Are you a prisoner to your minority or woman-owned business? by Shayna Rattler


In order to be a successful supplier to your corporate clients, it is essential that you are running your business like a true CEO. Do you ever find yourself asking these questions?

  • Why am I still working too much and making too little?
  • Why do I feel trapped on a treadmill, moving faster and faster, but going nowhere?
  • Why do I constantly face frequent interruptions and repetitive questions from my staff?
  • Why do I crave more free time to do the things that matter most to me, but never seem to find it?

If you answered yes to any of the above questions, you are not alone! Many business owners find themselves in bondage and enslaved to their business!  Most of the clients I have worked with have suffered from one or more at one time or another during their business-growth cycle. The following 5 traps seem to be the most common reasons I believe your business is running you instead of you running it.

  1. Technical Tendencies.  Too many business owners are former technicians now masquerading as owners. They think they are business owners, but they don’t act that way. They have a hard time letting go of their expertise and familiarity. How To Fix This: Develop visionary, strategic and leadership skills necessary to run a successful business. Also be sure to properly train your team, then TRUST them enough to let go!
  2. Busyness. Many business owners confuse activity with accomplishment. Instead of working smarter, many owners hold tight to the delusion that working harder is the solution. The more their business grows, the more imprisoned they become.  How To Fix This: Develop an action plan for each day and complete the tasks that have the highest value first. Ideally these tasks should be revenue-generating tasks.
  3. Ineffective Leadership and Delegation. Far too many small business owners are by default small leaders. This costs them dearly. Instead of leadership, they excel at doer-ship. They act like they have a job instead of owning a business. How To Fix This: Make a list of everything you do and be willing to delegate or delete any tasks from your plate that do not have to be completed by YOU.
  4. Inadequate Business Systems. Your business should be systems-dependent and not owner-dependent. Without proper systems, you will always feel out of control AND out of time! How To Fix This: Create and document the processes, procedures and policies for every aspect of your business–an operations manual, if you will.
  5. Growing Business Complexities. A growing business with its increasing numbers of customers, transactions, and problems will eventually crush a business not properly designed and prepared to handle such growth. Growing pains are unavoidable, but with proper planning it is possible to achieve great results. How To Fix This: Create a plan for what team members, technology,  physical space and other support you will need as you grow and how you will determine when that time is at hand.

When marketing and selling to other small business owners or individual consumers you may be able to “skate by” without running your company properly. It is more difficult to do so when selling to corporations.  By avoiding these common pitfalls and running your minority or woman-owned business like a true CEO you will be a more successful supplier to your corporate clients, which will lead to more business and referrals!

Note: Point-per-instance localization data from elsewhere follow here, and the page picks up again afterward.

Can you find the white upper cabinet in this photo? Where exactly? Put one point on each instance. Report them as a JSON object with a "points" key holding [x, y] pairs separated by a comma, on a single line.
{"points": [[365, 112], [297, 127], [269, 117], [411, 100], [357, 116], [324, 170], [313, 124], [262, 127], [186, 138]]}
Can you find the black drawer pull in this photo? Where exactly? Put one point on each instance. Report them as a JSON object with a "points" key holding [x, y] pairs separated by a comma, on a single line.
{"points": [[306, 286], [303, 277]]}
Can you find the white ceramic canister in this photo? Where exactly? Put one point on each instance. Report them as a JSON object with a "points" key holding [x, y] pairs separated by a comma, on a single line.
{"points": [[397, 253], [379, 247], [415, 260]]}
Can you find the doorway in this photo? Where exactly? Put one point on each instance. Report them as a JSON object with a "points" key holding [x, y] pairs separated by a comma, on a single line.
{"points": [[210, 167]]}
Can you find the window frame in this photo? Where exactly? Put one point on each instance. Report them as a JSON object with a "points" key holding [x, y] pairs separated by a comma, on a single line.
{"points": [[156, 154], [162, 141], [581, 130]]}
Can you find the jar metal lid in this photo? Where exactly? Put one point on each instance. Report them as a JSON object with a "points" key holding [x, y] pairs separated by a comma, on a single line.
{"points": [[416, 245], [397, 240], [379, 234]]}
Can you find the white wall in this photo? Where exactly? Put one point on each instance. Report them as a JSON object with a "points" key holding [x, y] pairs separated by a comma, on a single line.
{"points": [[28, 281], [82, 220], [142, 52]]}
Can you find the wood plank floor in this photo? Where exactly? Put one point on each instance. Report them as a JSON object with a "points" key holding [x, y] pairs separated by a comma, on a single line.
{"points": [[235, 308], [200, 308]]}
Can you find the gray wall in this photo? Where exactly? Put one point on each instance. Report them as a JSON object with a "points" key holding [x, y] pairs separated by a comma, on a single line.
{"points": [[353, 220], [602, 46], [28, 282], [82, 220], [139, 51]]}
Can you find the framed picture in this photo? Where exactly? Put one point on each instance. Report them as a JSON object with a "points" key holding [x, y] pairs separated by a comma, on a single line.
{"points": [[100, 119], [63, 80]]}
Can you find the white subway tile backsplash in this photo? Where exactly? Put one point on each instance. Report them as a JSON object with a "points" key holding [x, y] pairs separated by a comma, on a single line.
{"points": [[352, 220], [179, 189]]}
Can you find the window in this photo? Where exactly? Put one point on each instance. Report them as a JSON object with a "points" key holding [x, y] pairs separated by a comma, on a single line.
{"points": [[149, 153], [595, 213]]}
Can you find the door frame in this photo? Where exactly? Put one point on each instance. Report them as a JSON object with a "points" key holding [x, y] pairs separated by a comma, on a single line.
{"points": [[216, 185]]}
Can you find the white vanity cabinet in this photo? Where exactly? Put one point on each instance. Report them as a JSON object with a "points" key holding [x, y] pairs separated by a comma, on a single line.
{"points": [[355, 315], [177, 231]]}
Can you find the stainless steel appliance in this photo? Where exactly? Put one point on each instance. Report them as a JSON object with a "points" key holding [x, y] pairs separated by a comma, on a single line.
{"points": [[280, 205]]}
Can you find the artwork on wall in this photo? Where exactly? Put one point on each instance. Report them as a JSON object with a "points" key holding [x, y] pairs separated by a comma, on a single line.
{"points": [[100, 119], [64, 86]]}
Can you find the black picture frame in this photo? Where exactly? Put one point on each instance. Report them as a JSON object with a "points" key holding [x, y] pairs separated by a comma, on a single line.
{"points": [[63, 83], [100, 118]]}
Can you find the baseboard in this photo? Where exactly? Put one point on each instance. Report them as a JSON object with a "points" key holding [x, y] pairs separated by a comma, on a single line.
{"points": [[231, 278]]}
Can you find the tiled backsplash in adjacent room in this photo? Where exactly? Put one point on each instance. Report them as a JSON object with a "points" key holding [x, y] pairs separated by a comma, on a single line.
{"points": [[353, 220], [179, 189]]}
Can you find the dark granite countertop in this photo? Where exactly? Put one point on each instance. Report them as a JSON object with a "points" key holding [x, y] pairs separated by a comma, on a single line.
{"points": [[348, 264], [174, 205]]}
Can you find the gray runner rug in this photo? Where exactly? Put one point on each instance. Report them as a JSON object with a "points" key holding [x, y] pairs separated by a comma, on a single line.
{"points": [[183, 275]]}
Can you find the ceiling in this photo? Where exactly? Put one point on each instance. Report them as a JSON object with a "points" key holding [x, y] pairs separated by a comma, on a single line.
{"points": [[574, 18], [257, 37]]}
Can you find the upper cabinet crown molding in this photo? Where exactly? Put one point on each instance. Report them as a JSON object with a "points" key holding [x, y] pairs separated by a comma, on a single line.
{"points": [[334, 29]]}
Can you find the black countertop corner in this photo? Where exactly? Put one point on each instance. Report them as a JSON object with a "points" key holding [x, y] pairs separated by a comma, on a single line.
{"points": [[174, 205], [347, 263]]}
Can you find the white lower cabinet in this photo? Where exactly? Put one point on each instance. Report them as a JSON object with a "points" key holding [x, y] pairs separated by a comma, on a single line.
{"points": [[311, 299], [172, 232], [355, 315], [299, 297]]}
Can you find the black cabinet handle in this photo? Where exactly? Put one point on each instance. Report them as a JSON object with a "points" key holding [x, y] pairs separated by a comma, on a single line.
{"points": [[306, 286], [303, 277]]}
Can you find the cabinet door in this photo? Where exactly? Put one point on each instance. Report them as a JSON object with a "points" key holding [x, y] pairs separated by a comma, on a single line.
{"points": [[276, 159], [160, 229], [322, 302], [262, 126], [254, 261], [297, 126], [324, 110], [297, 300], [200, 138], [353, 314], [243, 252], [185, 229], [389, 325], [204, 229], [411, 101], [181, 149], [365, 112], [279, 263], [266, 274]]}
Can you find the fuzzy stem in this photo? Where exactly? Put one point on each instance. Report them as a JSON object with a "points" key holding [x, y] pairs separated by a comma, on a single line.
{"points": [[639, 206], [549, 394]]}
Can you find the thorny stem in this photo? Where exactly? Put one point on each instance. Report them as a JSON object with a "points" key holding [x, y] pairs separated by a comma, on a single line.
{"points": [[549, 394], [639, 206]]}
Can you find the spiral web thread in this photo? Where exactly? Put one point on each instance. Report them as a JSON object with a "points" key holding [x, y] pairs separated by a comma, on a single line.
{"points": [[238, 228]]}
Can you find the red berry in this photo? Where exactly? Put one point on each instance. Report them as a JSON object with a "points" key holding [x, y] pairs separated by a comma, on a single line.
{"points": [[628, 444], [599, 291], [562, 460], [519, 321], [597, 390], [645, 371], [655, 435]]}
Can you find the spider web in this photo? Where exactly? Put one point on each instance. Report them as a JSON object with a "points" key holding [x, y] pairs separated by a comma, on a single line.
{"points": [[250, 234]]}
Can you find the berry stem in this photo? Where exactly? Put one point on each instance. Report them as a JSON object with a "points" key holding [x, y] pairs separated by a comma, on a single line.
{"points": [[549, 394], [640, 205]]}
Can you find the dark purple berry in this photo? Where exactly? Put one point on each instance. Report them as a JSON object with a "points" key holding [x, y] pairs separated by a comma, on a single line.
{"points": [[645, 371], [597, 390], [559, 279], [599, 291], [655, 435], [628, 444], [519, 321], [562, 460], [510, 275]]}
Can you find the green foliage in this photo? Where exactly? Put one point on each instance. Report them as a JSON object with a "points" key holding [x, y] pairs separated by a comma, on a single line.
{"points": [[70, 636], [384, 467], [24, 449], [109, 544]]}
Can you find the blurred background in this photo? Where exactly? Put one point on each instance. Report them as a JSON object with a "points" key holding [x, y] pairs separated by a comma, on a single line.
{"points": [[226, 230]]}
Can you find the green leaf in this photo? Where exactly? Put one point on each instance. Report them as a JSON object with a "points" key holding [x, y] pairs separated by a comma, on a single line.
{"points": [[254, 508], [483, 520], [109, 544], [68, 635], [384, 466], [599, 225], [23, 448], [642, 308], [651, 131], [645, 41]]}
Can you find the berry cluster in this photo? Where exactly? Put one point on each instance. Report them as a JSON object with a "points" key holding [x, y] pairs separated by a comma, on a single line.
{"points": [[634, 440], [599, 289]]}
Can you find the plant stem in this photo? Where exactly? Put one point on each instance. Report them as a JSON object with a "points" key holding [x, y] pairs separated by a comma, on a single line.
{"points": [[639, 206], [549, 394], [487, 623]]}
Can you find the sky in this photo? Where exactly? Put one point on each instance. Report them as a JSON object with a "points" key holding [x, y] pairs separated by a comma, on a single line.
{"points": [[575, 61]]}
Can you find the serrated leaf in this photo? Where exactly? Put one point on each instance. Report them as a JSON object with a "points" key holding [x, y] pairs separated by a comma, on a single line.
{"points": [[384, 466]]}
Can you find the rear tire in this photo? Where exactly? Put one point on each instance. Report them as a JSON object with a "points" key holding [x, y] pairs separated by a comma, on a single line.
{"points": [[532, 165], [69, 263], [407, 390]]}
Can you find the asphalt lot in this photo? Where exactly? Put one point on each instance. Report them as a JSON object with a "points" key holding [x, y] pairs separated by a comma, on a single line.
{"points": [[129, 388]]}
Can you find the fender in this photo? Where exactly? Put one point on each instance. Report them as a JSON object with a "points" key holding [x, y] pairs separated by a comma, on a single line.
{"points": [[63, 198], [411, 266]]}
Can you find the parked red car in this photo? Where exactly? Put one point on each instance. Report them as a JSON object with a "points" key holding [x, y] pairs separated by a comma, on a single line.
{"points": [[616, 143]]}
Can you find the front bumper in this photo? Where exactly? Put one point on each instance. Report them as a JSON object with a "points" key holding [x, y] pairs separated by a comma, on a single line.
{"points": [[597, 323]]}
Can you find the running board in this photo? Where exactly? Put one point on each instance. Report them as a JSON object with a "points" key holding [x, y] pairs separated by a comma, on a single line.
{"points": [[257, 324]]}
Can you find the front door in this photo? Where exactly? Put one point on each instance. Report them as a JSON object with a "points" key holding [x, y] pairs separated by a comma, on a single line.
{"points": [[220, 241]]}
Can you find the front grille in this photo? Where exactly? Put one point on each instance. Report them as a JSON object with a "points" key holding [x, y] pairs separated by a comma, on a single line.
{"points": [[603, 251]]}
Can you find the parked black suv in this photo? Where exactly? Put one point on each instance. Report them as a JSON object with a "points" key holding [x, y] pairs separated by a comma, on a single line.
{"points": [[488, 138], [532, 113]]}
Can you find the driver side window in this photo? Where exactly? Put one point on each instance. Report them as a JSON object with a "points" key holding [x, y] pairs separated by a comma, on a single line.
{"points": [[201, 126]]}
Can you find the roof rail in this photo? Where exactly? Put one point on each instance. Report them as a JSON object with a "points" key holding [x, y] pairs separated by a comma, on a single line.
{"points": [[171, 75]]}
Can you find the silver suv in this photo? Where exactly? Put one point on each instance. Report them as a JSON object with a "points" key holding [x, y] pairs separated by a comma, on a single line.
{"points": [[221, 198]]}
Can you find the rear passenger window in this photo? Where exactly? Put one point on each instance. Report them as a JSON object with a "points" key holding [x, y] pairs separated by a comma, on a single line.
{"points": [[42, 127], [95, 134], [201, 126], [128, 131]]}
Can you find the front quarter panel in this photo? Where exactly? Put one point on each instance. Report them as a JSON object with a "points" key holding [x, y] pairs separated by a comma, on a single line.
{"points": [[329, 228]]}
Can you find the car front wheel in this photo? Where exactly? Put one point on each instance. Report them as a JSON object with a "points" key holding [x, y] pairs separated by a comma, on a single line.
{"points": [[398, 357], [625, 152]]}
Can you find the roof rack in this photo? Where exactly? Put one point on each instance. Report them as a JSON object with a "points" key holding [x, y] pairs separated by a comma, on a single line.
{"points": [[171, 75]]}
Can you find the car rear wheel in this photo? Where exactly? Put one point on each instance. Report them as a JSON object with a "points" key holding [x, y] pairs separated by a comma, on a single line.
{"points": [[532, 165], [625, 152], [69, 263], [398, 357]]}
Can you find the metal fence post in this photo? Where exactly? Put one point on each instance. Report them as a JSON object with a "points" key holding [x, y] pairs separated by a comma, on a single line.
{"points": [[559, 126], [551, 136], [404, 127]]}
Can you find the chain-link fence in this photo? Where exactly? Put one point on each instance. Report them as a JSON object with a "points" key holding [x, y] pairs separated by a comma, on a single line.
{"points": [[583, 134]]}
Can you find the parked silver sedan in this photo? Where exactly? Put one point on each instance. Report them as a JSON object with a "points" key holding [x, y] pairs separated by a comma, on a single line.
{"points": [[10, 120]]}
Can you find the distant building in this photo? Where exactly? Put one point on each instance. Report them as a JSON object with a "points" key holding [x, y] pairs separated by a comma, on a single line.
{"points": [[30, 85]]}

In the space below, list the trap above that you have fallen into and how you survived. Or list the trap that currently has you bound and how you plan to fix it.



8 thoughts on “Are you a prisoner to your minority or woman-owned business? by Shayna Rattler”

  1. Such great advice and “fixes”. For any CEO who is wondering where they are falling short in the business goals, I’m sure one (or more) of these answers that question.

  2. Definitely thought provoking and something to keep in mind as I work on growing my small business. I’m printing this post to pin over my desk to help me stay focused and goal-oriented moving forward.

  3. Shayna,

    Your five common business traps and tips to fix them are spot on. So many businesswomen struggle with all the “hats” they have to wear in business.

    Write on!~

    Lisa Manyon

  4. I’ve seen each of these in action – both with my clients, and sometimes with my own way of operating. So spot on! I know for myself every time I begin to feel overwhelmed I take the time to really examine what I am actually doing. Most often, I am trying to do someone else’s job! That’s when I take all those tasks and turn them over to someone who is more reliable than I am at getting them done. Focusing on growing the business, generating revenue and creating solutions for my clients are the highest leveraged actions I can give my time to.